- Assaduzzaman in 2025

Minister of Law, Justice and Parliamentary Affairs
- Incumbent
- Assumed office 17 February 2026
- President: Mohammed Shahabuddin; Hafiz Uddin Ahmad (acting); Mirza Fakhrul Islam Alamgir;
- Prime Minister: Tarique Rahman
- Preceded by: Asif Nazrul

Member of Parliament
- Incumbent
- Assumed office 17 February 2026
- Preceded by: Md Nayeb Ali Joarder
- Constituency: Jhenaidah-1

17th Attorney General for Bangladesh
- In office 8 August 2024 – 28 December 2025
- President: Mohammed Shahabuddin
- Prime Minister: Muhammad Yunus (Chief adviser)
- Preceded by: AM Amin Uddin
- Succeeded by: Ruhul Quddus Kazal

Personal details
- Born: 31 January 1971 (age 55) Baraipara, East Pakistan, Pakistan
- Party: Bangladesh Nationalist Party
- Children: 2
- Education: LLM from the University of Dhaka
- Profession: Lawyer

= Md. Asaduzzaman =

Bangladeshi politician

Md. Asaduzzaman (born 31 January 1971) is a Bangladeshi lawyer and politician. He is the incumbent minister of law, justice and parliamentary affairs and the incumbent Jatiya Sangsad member representing the Jhenaidah-1 constituency since February 2026. Earlier, he had served as the 17th Attorney General for Bangladesh during 2024–2025. He served as a senior advocate of the Supreme Court of Bangladesh.

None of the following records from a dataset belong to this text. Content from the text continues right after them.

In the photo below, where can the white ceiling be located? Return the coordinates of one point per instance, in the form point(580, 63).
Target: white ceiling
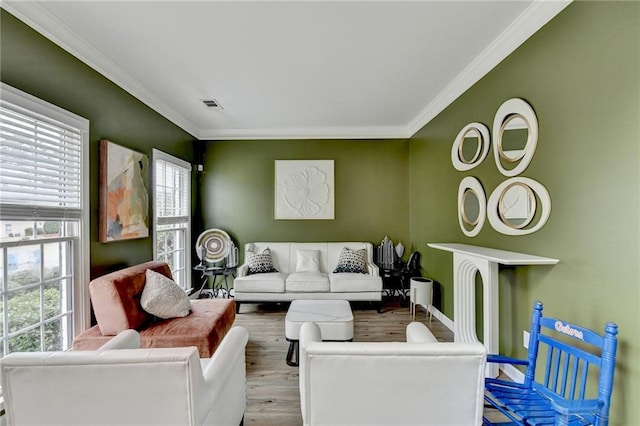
point(291, 69)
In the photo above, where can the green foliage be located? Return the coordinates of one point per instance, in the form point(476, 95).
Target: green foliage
point(24, 311)
point(51, 227)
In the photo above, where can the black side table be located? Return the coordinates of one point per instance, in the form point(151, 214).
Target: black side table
point(394, 281)
point(215, 272)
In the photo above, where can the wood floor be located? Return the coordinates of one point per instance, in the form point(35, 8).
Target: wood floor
point(272, 386)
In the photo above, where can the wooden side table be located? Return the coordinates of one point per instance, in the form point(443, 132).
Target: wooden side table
point(420, 293)
point(215, 272)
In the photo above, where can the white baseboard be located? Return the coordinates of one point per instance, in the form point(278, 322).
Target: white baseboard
point(441, 317)
point(509, 370)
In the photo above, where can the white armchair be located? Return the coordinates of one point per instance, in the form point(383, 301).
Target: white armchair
point(418, 382)
point(120, 384)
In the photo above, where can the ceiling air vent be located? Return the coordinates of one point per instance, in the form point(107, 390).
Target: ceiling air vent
point(211, 103)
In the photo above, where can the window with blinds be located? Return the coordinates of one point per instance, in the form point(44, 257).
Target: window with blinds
point(172, 215)
point(44, 223)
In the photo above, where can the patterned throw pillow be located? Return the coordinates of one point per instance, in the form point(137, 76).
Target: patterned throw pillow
point(353, 261)
point(260, 263)
point(164, 298)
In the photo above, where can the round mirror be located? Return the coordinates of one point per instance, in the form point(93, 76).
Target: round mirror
point(513, 143)
point(517, 205)
point(472, 206)
point(470, 147)
point(515, 130)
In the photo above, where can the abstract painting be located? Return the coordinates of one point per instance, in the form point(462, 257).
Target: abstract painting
point(124, 194)
point(304, 189)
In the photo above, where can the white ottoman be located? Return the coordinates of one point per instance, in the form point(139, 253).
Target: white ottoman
point(334, 317)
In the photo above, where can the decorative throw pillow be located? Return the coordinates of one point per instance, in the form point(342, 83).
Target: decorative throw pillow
point(260, 263)
point(308, 261)
point(164, 298)
point(354, 261)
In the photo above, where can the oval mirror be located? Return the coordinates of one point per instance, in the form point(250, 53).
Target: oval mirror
point(517, 205)
point(515, 130)
point(513, 143)
point(472, 206)
point(470, 147)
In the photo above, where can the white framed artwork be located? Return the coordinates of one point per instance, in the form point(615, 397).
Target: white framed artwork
point(304, 190)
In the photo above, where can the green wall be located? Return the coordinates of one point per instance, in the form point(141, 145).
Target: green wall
point(35, 65)
point(581, 74)
point(371, 195)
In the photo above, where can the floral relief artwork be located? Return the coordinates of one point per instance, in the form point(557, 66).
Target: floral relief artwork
point(304, 189)
point(124, 195)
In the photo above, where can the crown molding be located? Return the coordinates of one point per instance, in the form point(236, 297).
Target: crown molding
point(306, 133)
point(524, 26)
point(530, 21)
point(38, 18)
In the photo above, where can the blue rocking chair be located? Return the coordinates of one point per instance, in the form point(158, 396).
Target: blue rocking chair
point(559, 392)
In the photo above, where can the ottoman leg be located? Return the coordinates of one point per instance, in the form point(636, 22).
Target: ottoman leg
point(293, 354)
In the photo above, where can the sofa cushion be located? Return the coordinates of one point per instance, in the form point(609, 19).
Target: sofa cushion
point(260, 263)
point(352, 261)
point(115, 297)
point(349, 282)
point(205, 328)
point(272, 282)
point(307, 261)
point(164, 298)
point(307, 282)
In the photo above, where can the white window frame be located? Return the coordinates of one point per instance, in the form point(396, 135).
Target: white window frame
point(81, 258)
point(163, 156)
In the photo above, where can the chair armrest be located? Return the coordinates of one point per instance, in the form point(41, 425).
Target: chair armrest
point(126, 339)
point(224, 379)
point(506, 360)
point(567, 407)
point(417, 332)
point(243, 270)
point(373, 269)
point(227, 353)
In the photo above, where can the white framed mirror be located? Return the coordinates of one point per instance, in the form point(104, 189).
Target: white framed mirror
point(519, 206)
point(515, 133)
point(470, 146)
point(472, 206)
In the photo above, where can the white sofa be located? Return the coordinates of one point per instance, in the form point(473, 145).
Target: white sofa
point(418, 382)
point(120, 384)
point(288, 284)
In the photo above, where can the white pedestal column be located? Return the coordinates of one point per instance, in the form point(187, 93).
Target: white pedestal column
point(467, 261)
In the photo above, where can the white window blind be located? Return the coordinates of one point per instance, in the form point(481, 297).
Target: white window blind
point(172, 215)
point(41, 161)
point(173, 183)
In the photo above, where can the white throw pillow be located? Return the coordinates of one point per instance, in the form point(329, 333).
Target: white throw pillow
point(308, 261)
point(164, 298)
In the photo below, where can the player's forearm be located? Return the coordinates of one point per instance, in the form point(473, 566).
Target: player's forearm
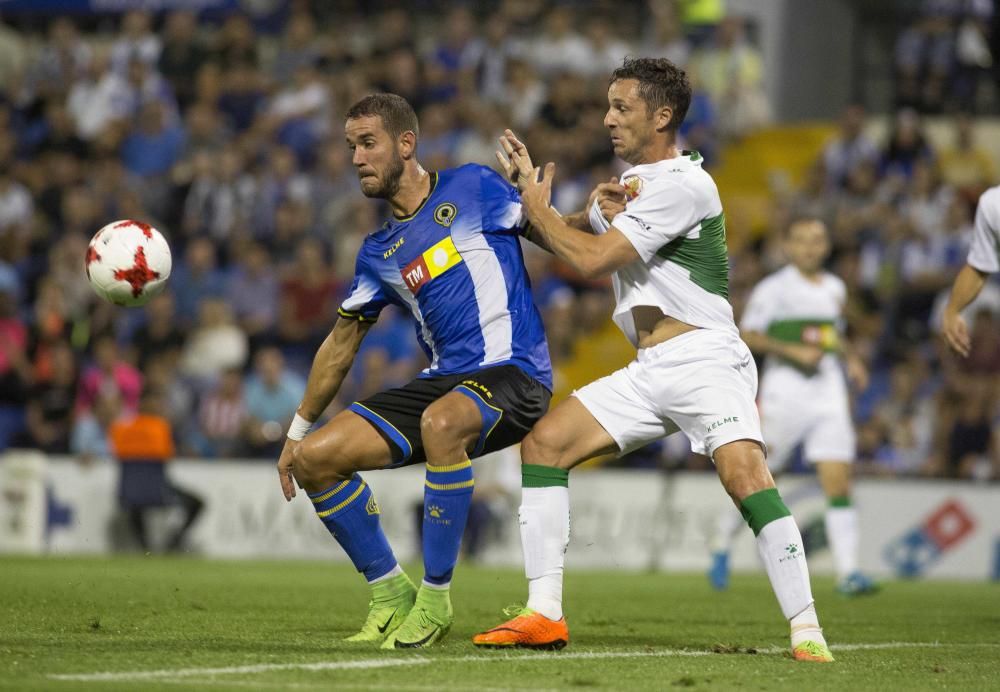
point(580, 221)
point(968, 284)
point(330, 366)
point(532, 234)
point(580, 250)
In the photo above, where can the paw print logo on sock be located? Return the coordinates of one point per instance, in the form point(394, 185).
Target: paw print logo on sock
point(792, 552)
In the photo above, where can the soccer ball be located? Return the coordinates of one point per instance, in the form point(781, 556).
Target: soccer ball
point(128, 262)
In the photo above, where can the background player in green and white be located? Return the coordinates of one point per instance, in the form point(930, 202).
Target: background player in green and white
point(795, 318)
point(666, 253)
point(983, 260)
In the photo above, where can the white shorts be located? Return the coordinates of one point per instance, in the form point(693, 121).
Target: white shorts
point(825, 432)
point(702, 382)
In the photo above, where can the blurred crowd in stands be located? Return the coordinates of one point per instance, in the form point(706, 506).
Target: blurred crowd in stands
point(226, 135)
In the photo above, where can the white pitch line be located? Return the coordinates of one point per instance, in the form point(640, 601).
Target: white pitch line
point(242, 670)
point(416, 660)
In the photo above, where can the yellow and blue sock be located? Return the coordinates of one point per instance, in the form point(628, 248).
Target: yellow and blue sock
point(350, 513)
point(447, 496)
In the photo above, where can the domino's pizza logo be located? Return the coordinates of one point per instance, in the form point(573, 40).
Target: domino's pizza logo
point(943, 530)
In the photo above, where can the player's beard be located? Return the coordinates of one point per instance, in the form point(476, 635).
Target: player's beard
point(390, 179)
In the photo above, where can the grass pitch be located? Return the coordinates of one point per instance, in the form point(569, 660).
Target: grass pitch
point(157, 623)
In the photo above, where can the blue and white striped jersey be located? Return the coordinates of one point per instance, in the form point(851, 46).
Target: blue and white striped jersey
point(456, 265)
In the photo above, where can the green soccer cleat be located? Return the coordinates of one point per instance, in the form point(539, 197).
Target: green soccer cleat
point(392, 600)
point(813, 652)
point(857, 584)
point(428, 622)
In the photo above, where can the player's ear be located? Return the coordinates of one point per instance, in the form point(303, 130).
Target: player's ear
point(663, 116)
point(407, 144)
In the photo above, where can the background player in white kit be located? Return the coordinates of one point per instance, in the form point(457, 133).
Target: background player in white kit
point(668, 258)
point(794, 317)
point(983, 260)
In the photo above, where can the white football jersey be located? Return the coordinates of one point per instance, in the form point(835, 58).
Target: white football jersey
point(984, 254)
point(673, 217)
point(789, 307)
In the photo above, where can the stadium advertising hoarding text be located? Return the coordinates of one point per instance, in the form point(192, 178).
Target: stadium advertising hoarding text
point(621, 519)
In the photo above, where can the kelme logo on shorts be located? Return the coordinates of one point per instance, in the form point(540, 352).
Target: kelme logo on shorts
point(721, 422)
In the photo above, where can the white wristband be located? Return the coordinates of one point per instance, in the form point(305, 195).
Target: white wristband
point(299, 428)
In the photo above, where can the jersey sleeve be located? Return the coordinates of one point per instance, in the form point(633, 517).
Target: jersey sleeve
point(500, 204)
point(660, 214)
point(984, 252)
point(366, 298)
point(757, 311)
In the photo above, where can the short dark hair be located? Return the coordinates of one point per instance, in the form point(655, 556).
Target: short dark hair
point(396, 112)
point(661, 83)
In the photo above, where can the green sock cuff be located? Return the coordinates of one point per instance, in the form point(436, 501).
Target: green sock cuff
point(761, 508)
point(535, 476)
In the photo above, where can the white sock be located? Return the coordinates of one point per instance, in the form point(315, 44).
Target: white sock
point(727, 527)
point(394, 572)
point(780, 546)
point(544, 520)
point(805, 627)
point(842, 532)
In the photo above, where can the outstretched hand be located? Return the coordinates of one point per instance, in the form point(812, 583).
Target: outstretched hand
point(537, 190)
point(956, 333)
point(514, 160)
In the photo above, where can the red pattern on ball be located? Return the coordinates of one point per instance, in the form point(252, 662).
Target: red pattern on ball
point(146, 229)
point(92, 256)
point(138, 275)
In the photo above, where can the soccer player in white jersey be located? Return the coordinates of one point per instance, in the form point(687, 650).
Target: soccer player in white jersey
point(983, 260)
point(666, 253)
point(794, 317)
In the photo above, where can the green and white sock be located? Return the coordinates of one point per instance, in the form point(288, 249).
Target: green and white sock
point(841, 522)
point(779, 543)
point(544, 520)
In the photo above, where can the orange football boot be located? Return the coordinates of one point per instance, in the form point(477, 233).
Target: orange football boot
point(527, 629)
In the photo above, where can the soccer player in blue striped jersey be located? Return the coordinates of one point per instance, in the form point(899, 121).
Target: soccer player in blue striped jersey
point(451, 257)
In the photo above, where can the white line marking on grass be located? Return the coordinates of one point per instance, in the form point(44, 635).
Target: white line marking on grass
point(501, 655)
point(363, 664)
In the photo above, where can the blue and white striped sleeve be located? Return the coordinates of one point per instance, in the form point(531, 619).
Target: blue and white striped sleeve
point(500, 203)
point(366, 298)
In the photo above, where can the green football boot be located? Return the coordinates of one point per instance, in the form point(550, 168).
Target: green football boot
point(392, 600)
point(428, 622)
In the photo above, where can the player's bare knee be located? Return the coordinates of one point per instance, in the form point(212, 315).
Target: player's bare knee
point(742, 469)
point(441, 432)
point(542, 447)
point(316, 470)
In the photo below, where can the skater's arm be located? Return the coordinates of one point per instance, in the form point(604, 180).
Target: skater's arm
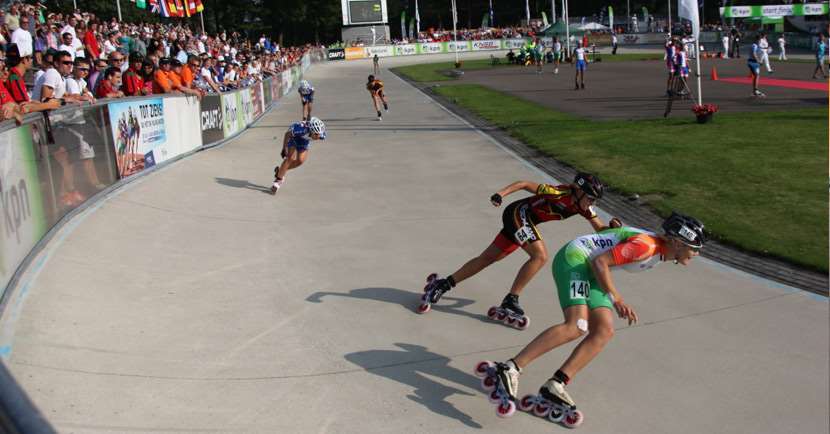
point(528, 186)
point(601, 267)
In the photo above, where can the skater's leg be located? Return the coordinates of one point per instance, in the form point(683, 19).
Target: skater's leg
point(555, 336)
point(491, 254)
point(601, 330)
point(538, 258)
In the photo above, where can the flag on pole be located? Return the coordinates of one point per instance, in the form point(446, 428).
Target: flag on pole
point(688, 9)
point(611, 18)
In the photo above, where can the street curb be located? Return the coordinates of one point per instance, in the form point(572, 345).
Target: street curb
point(640, 215)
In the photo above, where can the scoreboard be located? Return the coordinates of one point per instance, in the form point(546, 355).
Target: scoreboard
point(360, 12)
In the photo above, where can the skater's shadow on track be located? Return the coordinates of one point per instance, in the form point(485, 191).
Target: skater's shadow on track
point(238, 183)
point(414, 366)
point(406, 299)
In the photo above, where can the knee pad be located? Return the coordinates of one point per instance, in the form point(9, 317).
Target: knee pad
point(582, 326)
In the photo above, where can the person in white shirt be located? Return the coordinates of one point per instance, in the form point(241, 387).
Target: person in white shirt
point(782, 53)
point(725, 41)
point(66, 45)
point(23, 38)
point(763, 45)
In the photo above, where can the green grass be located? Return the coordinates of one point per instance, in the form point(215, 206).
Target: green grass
point(429, 72)
point(757, 180)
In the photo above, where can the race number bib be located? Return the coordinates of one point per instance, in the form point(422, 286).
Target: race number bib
point(580, 289)
point(524, 234)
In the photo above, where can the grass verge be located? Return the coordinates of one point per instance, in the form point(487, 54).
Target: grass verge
point(430, 72)
point(757, 180)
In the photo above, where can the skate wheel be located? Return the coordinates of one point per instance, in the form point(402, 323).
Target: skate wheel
point(556, 414)
point(506, 409)
point(527, 402)
point(482, 367)
point(574, 419)
point(488, 383)
point(541, 409)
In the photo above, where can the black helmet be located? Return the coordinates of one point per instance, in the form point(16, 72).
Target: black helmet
point(590, 184)
point(687, 229)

== Early life and education ==
Asaduzzaman was born on 31 January 1971 in the village of Baraipara in Jessore District, East Pakistan, Pakistan (present-day Jhenaidah District, Bangladesh). He was a son of Sheikh Mohammad Israil Hossain Master (d. 2013) and Begum Roqeya. He passed his Secondary School Certificate from the Jessore Board in 1987, and his Higher Secondary Certificate in 1989. He then studied law at the University of Dhaka, graduating with a Bachelor of Laws followed by a Master of Laws degree. During his time in Dhaka, he became affiliated with the Jatiya Samajtantrik Dal Students' League (JSD-CL). He served as the organisational secretary for the Dhaka University Committee in 1993. In the following year, he was the publicity secretary for the JSD-CL Central Committee.

==Career==
Asaduzzaman previously worked as a junior associate to the prominent lawyer Syed Ishtiaq Ahmed and was also the Human Rights Affairs Secretary of the BNP Central Executive Committee and an advisor to the party's Chairperson Khaleda Zia.

Former Attorney General AM Amin Uddin resigned citing personal difficulties, and subsequently, Asaduzzaman was appointed to the position.

Asaduzzaman's career includes participation in various significant cases in higher courts and solving complex legal issues.

This appointment is expected to bring new directions in the country's legal framework and aid in providing legal support to various government activities.